Repairing the intestinal lining after an exposure to gluten, and therefore other toxins that have now free flowed into the body, is very complex. And compounding factors such as food sensitivities, existing hormone imbalances, insulin resistance, IBS, stress, infections and an already existing state of leaky gut can slow the healing process even more. I have yet to meet anyone who doesn’t have single compounding factor who could swiftly recuperate from a gluten exposure, because at the very least all of us have stress.
One exposure to gluten can cause damage to the gut for as little as 3 weeks and up to 6 months.
In this week’s video I reveal the sneaky little places where gluten might be hiding and how you can support your body after an exposure.
First, let’s define what gluten is – it’s part of the grain structure found in wheat, barley and rye. It’s what makes bread-like products or pasta sticky and doughy. Therefore it’s also used to thicken sauces and products such as shampoos, conditioners and lotions. It’s also very cheap to produce, so it’s used as a filling agent in other foods to create the illusion of bigger bulk for less cost.
Here are just some of the most common sneaky little places that gluten likes to hide:
- Shampoo and conditioner
- Body or face lotion
- Body wash and soap
- Makeup and deodorant
- Prescription or over-the-counter medications
- Supplements – yep even the “natural” and organic ones
- Sauces, marinades and other condiments
- Potato products – chips, instant or restaurant made mash
- Meatballs and processed meats
- Flavored or instant coffee and tea
Gluten isn’t always listed as “gluten” either. So when you’re reading a menu or an ingredients list, here are the words you want to look for:
- Wheat, barley or rye
- Hydrolyzed wheat protein
- Crusted, crispy or fried
As I mentioned earlier, I used to make the mistake of assuming things were gluten free just because they appeared to be or because they were considered all natural or healthy. I had to give up my beloved Aveda hair care products, a line that is touted by professional hair stylist for being “natural”, because it contained hydrolyzed-wheat protein. Now I always ask for gluten clarity on menu items and make sure my server lets the kitchen know about my dietary needs even if I ordered something that was gluten free.
As much as we can try to control what goes in and on our bodies, that doesn’t always guarantee a gluten free experience.
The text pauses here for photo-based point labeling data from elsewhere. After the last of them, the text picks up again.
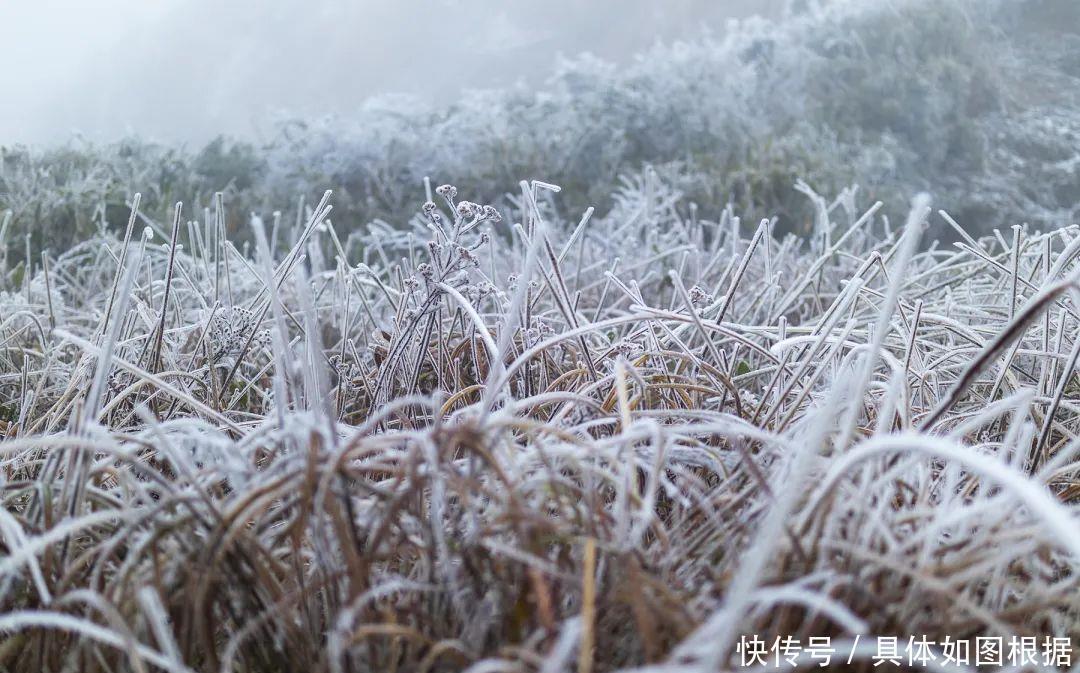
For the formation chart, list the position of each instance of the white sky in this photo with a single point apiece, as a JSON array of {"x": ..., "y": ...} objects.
[{"x": 189, "y": 69}]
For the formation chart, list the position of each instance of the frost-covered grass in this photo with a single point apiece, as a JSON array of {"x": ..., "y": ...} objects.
[
  {"x": 972, "y": 101},
  {"x": 516, "y": 441},
  {"x": 250, "y": 433}
]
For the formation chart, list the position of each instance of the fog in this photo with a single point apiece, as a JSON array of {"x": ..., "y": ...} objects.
[{"x": 186, "y": 70}]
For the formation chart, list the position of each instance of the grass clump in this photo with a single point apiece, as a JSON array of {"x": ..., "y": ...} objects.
[{"x": 501, "y": 439}]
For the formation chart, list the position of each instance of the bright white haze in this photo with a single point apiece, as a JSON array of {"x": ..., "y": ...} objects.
[{"x": 186, "y": 70}]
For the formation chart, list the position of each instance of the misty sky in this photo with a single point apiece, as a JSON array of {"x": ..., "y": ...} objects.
[{"x": 185, "y": 70}]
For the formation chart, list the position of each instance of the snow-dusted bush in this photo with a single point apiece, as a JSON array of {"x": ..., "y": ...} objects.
[{"x": 947, "y": 97}]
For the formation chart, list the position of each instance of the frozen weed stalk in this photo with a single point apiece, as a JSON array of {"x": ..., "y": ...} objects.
[
  {"x": 469, "y": 444},
  {"x": 618, "y": 420}
]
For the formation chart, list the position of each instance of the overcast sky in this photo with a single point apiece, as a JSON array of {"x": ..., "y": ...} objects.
[{"x": 185, "y": 70}]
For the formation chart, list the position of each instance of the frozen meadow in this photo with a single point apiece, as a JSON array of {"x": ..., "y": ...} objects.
[{"x": 698, "y": 388}]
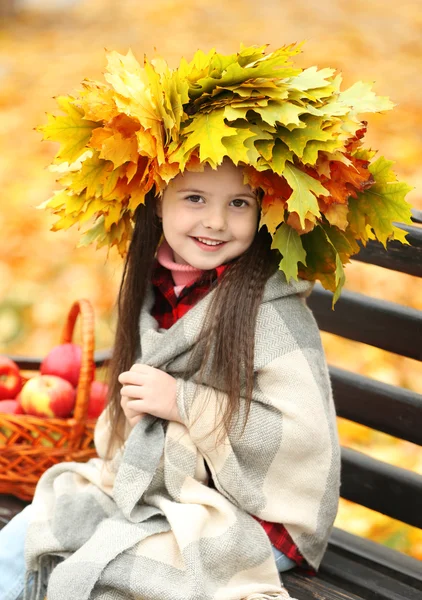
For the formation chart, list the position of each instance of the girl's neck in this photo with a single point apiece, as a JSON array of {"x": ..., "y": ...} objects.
[{"x": 182, "y": 274}]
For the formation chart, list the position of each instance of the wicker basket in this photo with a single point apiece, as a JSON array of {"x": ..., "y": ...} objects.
[{"x": 33, "y": 444}]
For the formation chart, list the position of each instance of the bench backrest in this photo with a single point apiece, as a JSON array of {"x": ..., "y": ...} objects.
[{"x": 388, "y": 489}]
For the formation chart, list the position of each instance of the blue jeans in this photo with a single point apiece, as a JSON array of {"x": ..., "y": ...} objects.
[{"x": 12, "y": 560}]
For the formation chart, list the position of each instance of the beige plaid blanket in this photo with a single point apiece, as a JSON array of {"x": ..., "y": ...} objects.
[{"x": 146, "y": 526}]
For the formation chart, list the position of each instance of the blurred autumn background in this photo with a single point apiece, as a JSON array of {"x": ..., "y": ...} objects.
[{"x": 47, "y": 47}]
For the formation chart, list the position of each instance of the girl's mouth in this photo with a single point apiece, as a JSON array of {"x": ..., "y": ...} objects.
[{"x": 208, "y": 245}]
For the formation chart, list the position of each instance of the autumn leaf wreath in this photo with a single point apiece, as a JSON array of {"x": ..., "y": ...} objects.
[{"x": 297, "y": 135}]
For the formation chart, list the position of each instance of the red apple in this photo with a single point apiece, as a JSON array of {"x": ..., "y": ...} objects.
[
  {"x": 10, "y": 378},
  {"x": 97, "y": 399},
  {"x": 63, "y": 361},
  {"x": 10, "y": 407},
  {"x": 48, "y": 396}
]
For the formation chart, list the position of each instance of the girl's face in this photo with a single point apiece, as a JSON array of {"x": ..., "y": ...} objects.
[{"x": 209, "y": 218}]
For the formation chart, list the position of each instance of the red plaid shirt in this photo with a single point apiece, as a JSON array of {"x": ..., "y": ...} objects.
[{"x": 167, "y": 309}]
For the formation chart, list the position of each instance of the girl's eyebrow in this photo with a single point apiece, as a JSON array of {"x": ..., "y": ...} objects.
[{"x": 195, "y": 191}]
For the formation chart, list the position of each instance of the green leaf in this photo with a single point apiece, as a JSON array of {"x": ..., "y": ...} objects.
[
  {"x": 382, "y": 204},
  {"x": 206, "y": 132},
  {"x": 305, "y": 189},
  {"x": 310, "y": 154},
  {"x": 298, "y": 138},
  {"x": 287, "y": 241}
]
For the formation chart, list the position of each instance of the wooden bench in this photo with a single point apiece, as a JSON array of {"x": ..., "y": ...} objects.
[{"x": 354, "y": 568}]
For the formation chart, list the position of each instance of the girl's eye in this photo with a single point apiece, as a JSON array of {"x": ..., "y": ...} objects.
[{"x": 238, "y": 203}]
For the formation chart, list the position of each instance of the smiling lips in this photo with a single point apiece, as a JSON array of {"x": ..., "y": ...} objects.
[{"x": 208, "y": 244}]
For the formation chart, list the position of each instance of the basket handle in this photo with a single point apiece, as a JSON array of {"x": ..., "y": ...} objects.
[{"x": 85, "y": 310}]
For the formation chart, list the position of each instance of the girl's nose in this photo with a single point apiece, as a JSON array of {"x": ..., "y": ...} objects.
[{"x": 215, "y": 219}]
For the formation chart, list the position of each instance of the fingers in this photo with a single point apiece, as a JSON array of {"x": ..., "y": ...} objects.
[
  {"x": 132, "y": 408},
  {"x": 133, "y": 391}
]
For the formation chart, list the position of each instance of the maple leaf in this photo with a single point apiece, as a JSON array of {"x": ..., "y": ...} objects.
[
  {"x": 298, "y": 138},
  {"x": 114, "y": 146},
  {"x": 205, "y": 132},
  {"x": 305, "y": 189},
  {"x": 71, "y": 131},
  {"x": 96, "y": 100},
  {"x": 288, "y": 242},
  {"x": 91, "y": 177},
  {"x": 234, "y": 72},
  {"x": 362, "y": 99},
  {"x": 336, "y": 214},
  {"x": 382, "y": 204},
  {"x": 347, "y": 180},
  {"x": 272, "y": 212},
  {"x": 326, "y": 251}
]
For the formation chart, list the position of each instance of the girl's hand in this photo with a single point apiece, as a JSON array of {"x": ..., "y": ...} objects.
[{"x": 147, "y": 390}]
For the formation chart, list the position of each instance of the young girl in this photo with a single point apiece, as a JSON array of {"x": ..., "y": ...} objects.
[{"x": 218, "y": 455}]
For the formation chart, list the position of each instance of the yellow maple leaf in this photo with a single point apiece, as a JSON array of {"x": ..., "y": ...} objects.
[
  {"x": 205, "y": 132},
  {"x": 71, "y": 131}
]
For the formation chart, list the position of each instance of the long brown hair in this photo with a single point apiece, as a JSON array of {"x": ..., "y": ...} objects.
[{"x": 228, "y": 332}]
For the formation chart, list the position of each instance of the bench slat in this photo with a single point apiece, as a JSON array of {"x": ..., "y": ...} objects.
[
  {"x": 369, "y": 321},
  {"x": 398, "y": 257},
  {"x": 388, "y": 489},
  {"x": 364, "y": 578},
  {"x": 388, "y": 408},
  {"x": 304, "y": 587},
  {"x": 400, "y": 566}
]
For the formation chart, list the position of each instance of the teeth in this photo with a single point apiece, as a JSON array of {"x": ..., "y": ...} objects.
[{"x": 208, "y": 242}]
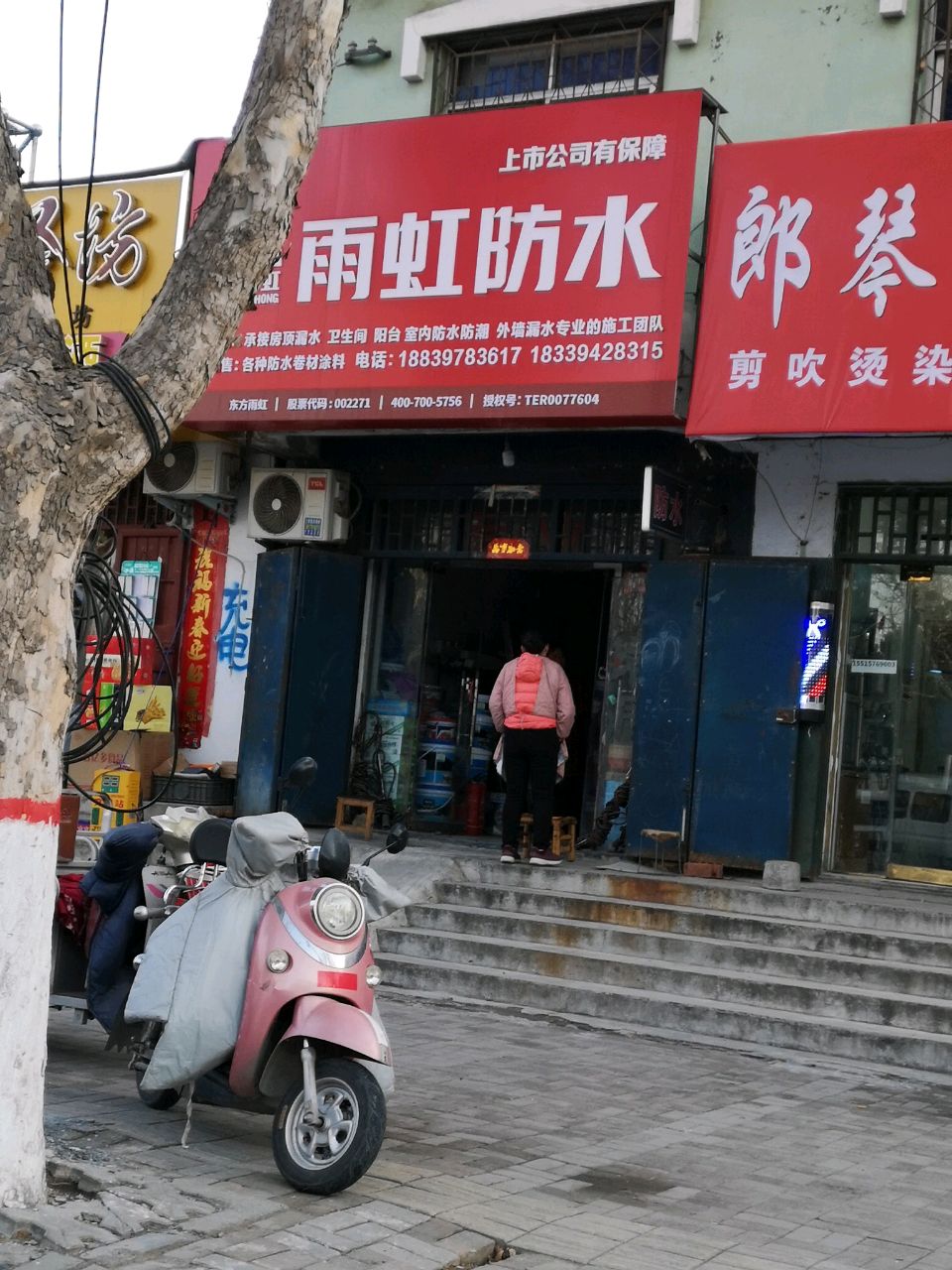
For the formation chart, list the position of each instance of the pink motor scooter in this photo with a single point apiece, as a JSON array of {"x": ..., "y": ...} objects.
[{"x": 309, "y": 1040}]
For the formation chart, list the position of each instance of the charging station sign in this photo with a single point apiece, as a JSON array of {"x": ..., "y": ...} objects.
[{"x": 524, "y": 263}]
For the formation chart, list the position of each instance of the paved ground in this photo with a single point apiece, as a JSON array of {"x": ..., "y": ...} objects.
[{"x": 571, "y": 1147}]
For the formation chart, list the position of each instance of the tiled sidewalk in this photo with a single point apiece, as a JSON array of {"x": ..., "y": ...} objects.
[{"x": 571, "y": 1147}]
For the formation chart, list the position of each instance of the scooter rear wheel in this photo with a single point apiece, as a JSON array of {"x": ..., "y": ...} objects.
[{"x": 329, "y": 1155}]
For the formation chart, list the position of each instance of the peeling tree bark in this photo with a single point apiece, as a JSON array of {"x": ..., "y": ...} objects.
[{"x": 67, "y": 444}]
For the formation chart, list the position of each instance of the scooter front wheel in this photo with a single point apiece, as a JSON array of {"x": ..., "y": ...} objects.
[{"x": 327, "y": 1153}]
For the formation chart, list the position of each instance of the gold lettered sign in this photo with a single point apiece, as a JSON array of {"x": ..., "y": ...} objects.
[{"x": 122, "y": 249}]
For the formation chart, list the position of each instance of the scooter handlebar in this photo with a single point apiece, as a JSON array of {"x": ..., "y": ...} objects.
[{"x": 144, "y": 913}]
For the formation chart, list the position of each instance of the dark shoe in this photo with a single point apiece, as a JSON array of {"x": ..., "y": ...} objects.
[{"x": 544, "y": 857}]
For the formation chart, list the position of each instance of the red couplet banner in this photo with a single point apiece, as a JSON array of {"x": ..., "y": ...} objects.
[
  {"x": 828, "y": 287},
  {"x": 525, "y": 263}
]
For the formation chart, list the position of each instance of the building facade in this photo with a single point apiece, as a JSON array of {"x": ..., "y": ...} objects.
[{"x": 518, "y": 166}]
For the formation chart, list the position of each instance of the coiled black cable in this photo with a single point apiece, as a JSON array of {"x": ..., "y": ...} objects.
[{"x": 148, "y": 414}]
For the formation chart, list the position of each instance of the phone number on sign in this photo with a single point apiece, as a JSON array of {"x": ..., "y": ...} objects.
[
  {"x": 447, "y": 403},
  {"x": 602, "y": 350}
]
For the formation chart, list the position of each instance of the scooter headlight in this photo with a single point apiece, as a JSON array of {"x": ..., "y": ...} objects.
[{"x": 338, "y": 911}]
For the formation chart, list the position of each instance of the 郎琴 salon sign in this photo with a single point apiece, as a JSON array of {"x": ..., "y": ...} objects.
[
  {"x": 525, "y": 263},
  {"x": 828, "y": 287}
]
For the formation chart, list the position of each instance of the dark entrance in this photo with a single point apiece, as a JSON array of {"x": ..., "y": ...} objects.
[{"x": 477, "y": 616}]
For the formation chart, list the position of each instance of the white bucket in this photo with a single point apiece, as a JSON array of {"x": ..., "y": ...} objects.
[
  {"x": 480, "y": 760},
  {"x": 435, "y": 763}
]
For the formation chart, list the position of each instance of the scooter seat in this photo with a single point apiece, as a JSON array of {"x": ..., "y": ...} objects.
[{"x": 209, "y": 841}]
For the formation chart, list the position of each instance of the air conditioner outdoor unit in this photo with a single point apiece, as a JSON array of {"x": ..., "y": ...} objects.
[
  {"x": 190, "y": 468},
  {"x": 299, "y": 506}
]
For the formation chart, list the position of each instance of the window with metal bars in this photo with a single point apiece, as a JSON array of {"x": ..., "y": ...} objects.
[
  {"x": 606, "y": 55},
  {"x": 879, "y": 524},
  {"x": 932, "y": 94},
  {"x": 555, "y": 527}
]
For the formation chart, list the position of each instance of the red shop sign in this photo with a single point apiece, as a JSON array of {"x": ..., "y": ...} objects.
[
  {"x": 508, "y": 549},
  {"x": 828, "y": 287},
  {"x": 197, "y": 661},
  {"x": 525, "y": 263}
]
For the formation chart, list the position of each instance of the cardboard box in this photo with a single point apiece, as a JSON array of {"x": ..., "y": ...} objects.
[
  {"x": 137, "y": 751},
  {"x": 109, "y": 674},
  {"x": 150, "y": 708},
  {"x": 121, "y": 790}
]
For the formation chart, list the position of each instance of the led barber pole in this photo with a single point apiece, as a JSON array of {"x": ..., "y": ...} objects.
[{"x": 814, "y": 679}]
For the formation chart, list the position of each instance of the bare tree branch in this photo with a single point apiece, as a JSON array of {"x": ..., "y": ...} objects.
[{"x": 246, "y": 214}]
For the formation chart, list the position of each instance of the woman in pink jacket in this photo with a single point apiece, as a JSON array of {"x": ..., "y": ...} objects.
[{"x": 532, "y": 706}]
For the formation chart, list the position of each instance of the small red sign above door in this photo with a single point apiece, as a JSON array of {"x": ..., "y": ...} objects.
[{"x": 508, "y": 549}]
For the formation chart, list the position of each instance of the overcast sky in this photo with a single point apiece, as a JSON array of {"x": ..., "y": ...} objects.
[{"x": 172, "y": 72}]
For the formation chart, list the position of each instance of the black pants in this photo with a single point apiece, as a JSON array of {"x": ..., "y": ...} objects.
[{"x": 530, "y": 754}]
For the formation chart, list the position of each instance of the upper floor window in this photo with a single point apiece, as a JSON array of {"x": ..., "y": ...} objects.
[
  {"x": 601, "y": 55},
  {"x": 933, "y": 81}
]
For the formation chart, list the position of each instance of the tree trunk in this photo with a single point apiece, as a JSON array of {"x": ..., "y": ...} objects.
[{"x": 67, "y": 444}]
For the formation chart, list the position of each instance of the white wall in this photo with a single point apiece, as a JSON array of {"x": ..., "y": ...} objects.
[
  {"x": 796, "y": 485},
  {"x": 221, "y": 744}
]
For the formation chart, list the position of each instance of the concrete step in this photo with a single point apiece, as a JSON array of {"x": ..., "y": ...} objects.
[
  {"x": 757, "y": 991},
  {"x": 774, "y": 933},
  {"x": 711, "y": 952},
  {"x": 902, "y": 910},
  {"x": 694, "y": 1017}
]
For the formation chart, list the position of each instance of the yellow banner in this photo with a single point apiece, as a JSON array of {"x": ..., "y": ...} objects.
[{"x": 123, "y": 252}]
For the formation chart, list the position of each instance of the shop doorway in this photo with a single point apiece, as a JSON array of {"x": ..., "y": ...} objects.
[
  {"x": 477, "y": 616},
  {"x": 440, "y": 635},
  {"x": 893, "y": 804}
]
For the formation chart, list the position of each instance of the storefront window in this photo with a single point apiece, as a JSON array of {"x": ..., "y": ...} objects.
[
  {"x": 619, "y": 685},
  {"x": 385, "y": 753},
  {"x": 895, "y": 792}
]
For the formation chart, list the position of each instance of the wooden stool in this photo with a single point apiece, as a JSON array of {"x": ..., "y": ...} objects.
[
  {"x": 562, "y": 835},
  {"x": 362, "y": 807},
  {"x": 660, "y": 838},
  {"x": 524, "y": 848}
]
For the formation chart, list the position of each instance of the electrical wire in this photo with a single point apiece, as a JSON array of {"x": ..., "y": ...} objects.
[
  {"x": 89, "y": 183},
  {"x": 76, "y": 349},
  {"x": 146, "y": 413},
  {"x": 774, "y": 495},
  {"x": 102, "y": 612},
  {"x": 372, "y": 775}
]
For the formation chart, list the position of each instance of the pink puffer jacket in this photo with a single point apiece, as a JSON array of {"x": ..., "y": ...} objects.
[{"x": 532, "y": 693}]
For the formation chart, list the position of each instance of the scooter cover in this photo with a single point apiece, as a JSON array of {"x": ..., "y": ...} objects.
[{"x": 193, "y": 974}]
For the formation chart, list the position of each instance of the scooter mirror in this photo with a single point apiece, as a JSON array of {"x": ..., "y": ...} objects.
[
  {"x": 398, "y": 837},
  {"x": 301, "y": 772},
  {"x": 333, "y": 856}
]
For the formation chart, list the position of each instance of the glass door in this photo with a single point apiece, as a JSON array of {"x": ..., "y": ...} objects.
[{"x": 893, "y": 807}]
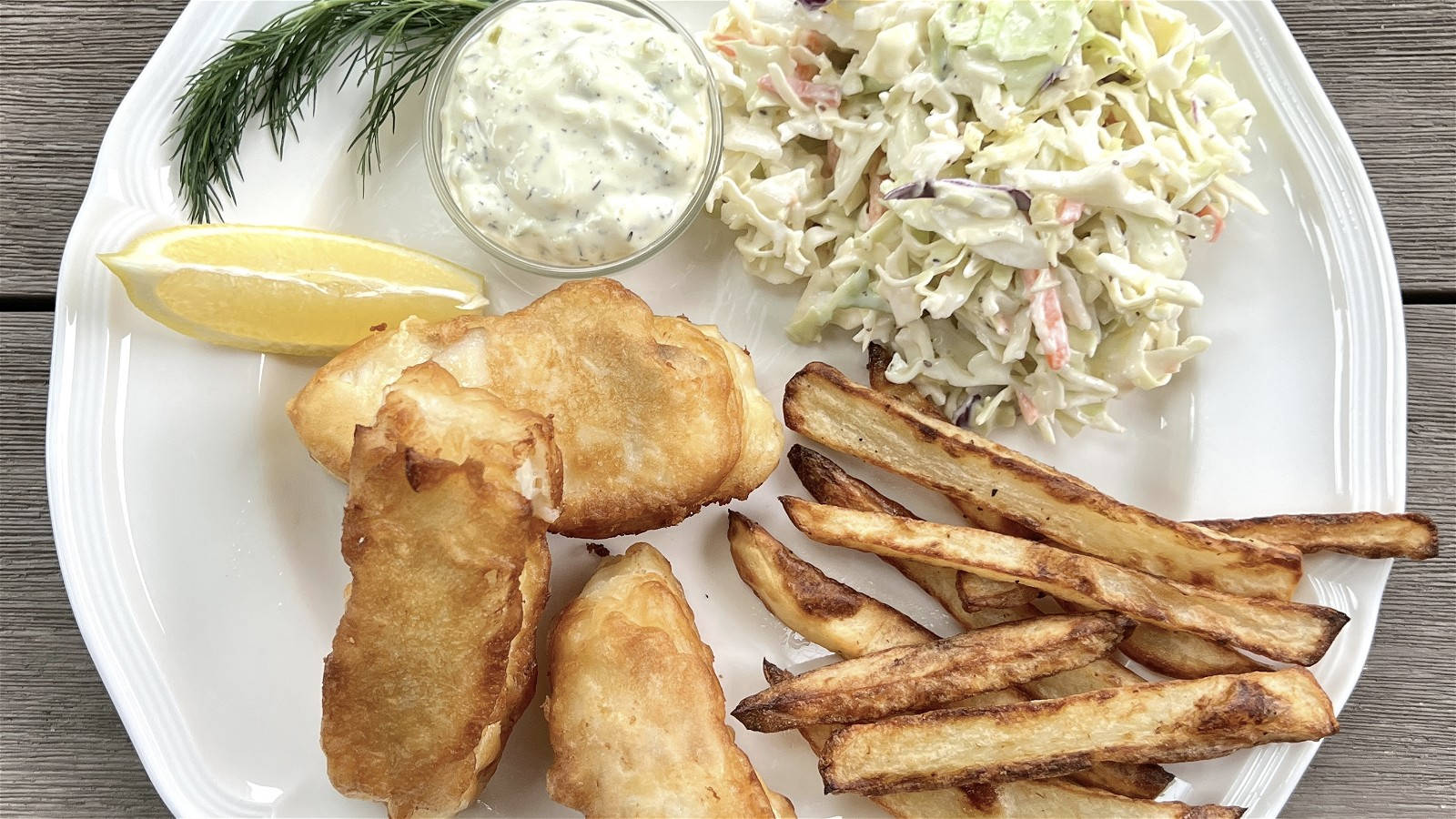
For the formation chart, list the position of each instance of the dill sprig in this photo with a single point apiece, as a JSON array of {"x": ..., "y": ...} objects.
[{"x": 271, "y": 73}]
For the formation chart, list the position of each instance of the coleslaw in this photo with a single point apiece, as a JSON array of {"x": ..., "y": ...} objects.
[{"x": 1002, "y": 191}]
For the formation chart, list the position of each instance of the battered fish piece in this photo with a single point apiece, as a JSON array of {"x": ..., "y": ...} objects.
[
  {"x": 762, "y": 433},
  {"x": 648, "y": 411},
  {"x": 637, "y": 716},
  {"x": 444, "y": 533}
]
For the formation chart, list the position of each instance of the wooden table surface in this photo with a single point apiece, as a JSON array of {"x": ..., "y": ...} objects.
[{"x": 66, "y": 65}]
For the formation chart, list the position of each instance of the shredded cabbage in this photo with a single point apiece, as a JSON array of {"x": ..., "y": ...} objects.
[{"x": 1002, "y": 191}]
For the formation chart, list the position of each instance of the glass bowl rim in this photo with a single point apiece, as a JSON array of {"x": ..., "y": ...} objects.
[{"x": 439, "y": 84}]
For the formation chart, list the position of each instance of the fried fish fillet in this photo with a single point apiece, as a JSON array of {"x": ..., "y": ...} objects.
[
  {"x": 650, "y": 411},
  {"x": 762, "y": 433},
  {"x": 444, "y": 533},
  {"x": 637, "y": 716}
]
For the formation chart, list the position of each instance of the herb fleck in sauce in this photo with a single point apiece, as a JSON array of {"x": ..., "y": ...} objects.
[{"x": 574, "y": 135}]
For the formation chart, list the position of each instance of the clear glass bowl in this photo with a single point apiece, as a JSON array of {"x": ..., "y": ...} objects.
[{"x": 439, "y": 86}]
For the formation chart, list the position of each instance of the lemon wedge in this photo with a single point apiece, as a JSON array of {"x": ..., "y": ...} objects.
[{"x": 288, "y": 288}]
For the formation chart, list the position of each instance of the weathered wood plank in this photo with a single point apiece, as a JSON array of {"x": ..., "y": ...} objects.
[
  {"x": 63, "y": 751},
  {"x": 1376, "y": 63},
  {"x": 1395, "y": 749},
  {"x": 66, "y": 69}
]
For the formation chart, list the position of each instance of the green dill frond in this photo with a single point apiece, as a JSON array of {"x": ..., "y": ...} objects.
[{"x": 274, "y": 72}]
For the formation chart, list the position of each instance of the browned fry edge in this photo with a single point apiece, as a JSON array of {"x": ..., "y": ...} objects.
[
  {"x": 1332, "y": 622},
  {"x": 813, "y": 591},
  {"x": 1424, "y": 548},
  {"x": 1057, "y": 484},
  {"x": 1249, "y": 700},
  {"x": 829, "y": 482},
  {"x": 775, "y": 709},
  {"x": 1184, "y": 666}
]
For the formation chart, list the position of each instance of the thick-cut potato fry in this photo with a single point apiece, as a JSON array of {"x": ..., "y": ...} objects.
[
  {"x": 854, "y": 624},
  {"x": 823, "y": 404},
  {"x": 434, "y": 658},
  {"x": 637, "y": 714},
  {"x": 829, "y": 482},
  {"x": 1360, "y": 533},
  {"x": 1174, "y": 653},
  {"x": 1186, "y": 656},
  {"x": 1028, "y": 799},
  {"x": 975, "y": 513},
  {"x": 1280, "y": 630},
  {"x": 1165, "y": 722},
  {"x": 917, "y": 678}
]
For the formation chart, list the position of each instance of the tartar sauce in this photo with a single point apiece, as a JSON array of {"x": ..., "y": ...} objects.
[{"x": 574, "y": 135}]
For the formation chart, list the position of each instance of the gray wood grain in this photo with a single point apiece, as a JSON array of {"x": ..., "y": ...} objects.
[
  {"x": 63, "y": 751},
  {"x": 63, "y": 70},
  {"x": 67, "y": 63},
  {"x": 1395, "y": 751},
  {"x": 1380, "y": 63}
]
For example, just a few weeks ago I clearly ordered a dairy free matcha latte with coconut milk and that’s not what I received. Although it wasn’t gluten, it just goes to show mistakes can still happen. After all, we all are only human.
So to safeguard myself against getting unexpectedly glutened here’s what I do:
- Bring my own soap, shampoo, conditioner and other body products when traveling
- Make sure my server knows I’m gluten free
- When eating out, I take a gluten destroying digestive enzyme such as NuMedica’s Glutenza, Allergy Research Group’s Gluten-Gest or Pure Encapsulations Gluten/Dairy Digest
Just think… if you have some kind of glutenous food for breakfast, followed by gluten in the body lotion you apply after a shower, gluten in the makeup you put on your face and later in your lunch or dinner, the war against gluten goes on all day in your body.
Getting rid of gluten for good played a HUGE role in my body’s ability to recover from toxic mold exposure, hormone imbalances and it was a key factor in my quick road to remission with Hashimoto’s.
Whether you have an autoimmune disorder or not, or a noticeable reaction to gluten or not, this ongoing war will eventually bring your body down. Making a conscious effort to reduce your gluten exposure or minimize it all together will have a significant and positive impact on your health and your body.